De gemeenteraad heeft in artikel 2:79, eerste lid, van de APV bepaald dat degene die een woning of een bij die woning behorend erf gebruikt, er zorg voor dient te dragen dat door gedragingen in of rondom die woning of dat erf geen ernstige hinder voor omwonenden wordt veroorzaakt.

‘Omwonenden’ (2:79, eerste lid, APV)

Het gaat om bewoners die woonachtig zijn in de directe nabijheid van de woning c.a. van waaruit de overlast plaatsvindt.

‘Ernstige hinder’ (2:79, eerste lid, APV)

Met ernstige hinder wordt gedoeld op ernstige hinder voor de omwonenden. Een vergelijking kan worden gemaakt met artikel 37 van Boek 5 van het Burgerlijk Wetboek, waar onder ‘hinder’ gedragingen worden verstaan zoals het verspreiden van rumoer, trillingen, stank, rook of gassen of het onthouden van licht of lucht. Ernstige hinder als bedoeld in artikel 151d van de Gemeentewet kan tevens onrechtmatig zijn in de zin van artikel 5:37 van het Burgerlijk Wetboek, maar dat is geen vereiste. En andersom zal niet elke onrechtmatige burenhinder ook automatisch kunnen worden aangemerkt als ernstige hinder als bedoeld in artikel 151d van de Gemeentewet. Artikel 2:79, vierde lid, van de APV somt (niet-limitatief) enkele bedoelde vormen van ‘ernstige en herhaaldelijke hinder voor omwonenden’ op. Met de term ‘herhaaldelijk’ wordt gedoeld op het vereiste dat de ernstige hinder een terugkerend karakter heeft (hetgeen niet noodzakelijkerwijze hetzelfde is als ‘ernstige hinder zonder onderbreking’). De burgmeester geeft derhalve geen toepassing aan de bestuursdwangbevoegdheid op basis van één incident.

Onder herhaaldelijk wordt in ieder geval begrepen meerdere meldingen van ernstige hinder binnen minimaal drie maanden.

‘Last onder bestuursdwang of onder dwangsom’ (artikel 2:79, tweede lid, APV)

De burgemeester is alleen dan bevoegd tot het opleggen van een last onder bestuursdwang of een last onder dwangsom, indien de ernstige hinder redelijkerwijs niet op een andere geschikte wijze kan worden tegengegaan. Als de raad de burgemeester de bevoegdheid heeft verleend tot het opleggen van een last onder bestuursdwang, is de burgemeester ook bevoegd om, in plaats van een last onder bestuursdwang, een last onder dwangsom op te leggen. Dit volgt uit artikel 5:32 van de Algemene wet bestuursrecht. De last kan daarbij de vorm aannemen van een ‘aanwijzing’ (gedragsaanwijzing).
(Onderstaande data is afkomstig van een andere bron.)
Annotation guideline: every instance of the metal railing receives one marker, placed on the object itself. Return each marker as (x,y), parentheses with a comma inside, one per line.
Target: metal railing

‘Aanwijzing’ c.q. ‘gedragsaanwijzing’ (artikel 2:79 tweede lid, APV )

Ter bestrijding van ernstige woonoverlast is de burgemeester bevoegd tot het geven van een specifieke gedragsaanwijzing. De gedragsaanwijzing neemt in juridische zin de vorm aan van een last onder bestuursdwang of een last onder dwangsom. In deze last staat dat de overlastgever bepaalde handelingen moet doen of juist moet nalaten zodat de overlast ophoudt. Er kan bijvoorbeeld bepaald worden dat de overlastgever slechts een beperkt aantal bezoekers per dag mag ontvangen, na een bepaalde tijd helemaal geen bezoekers meer mag ontvangen, zijn hond moet muilkorven of anderszins moet voorkomen dat de hond overlast veroorzaakt, het portiek leefbaar moet houden, geen luide muziek mag draaien, enzovoorts. De gedragsaanwijzing kan ook een verplichting (gebod) inhouden om psychische of sociale hulp te zoeken of een agressiereductietraining te volgen (Kamerstukken II, 34 007, 9, p.3).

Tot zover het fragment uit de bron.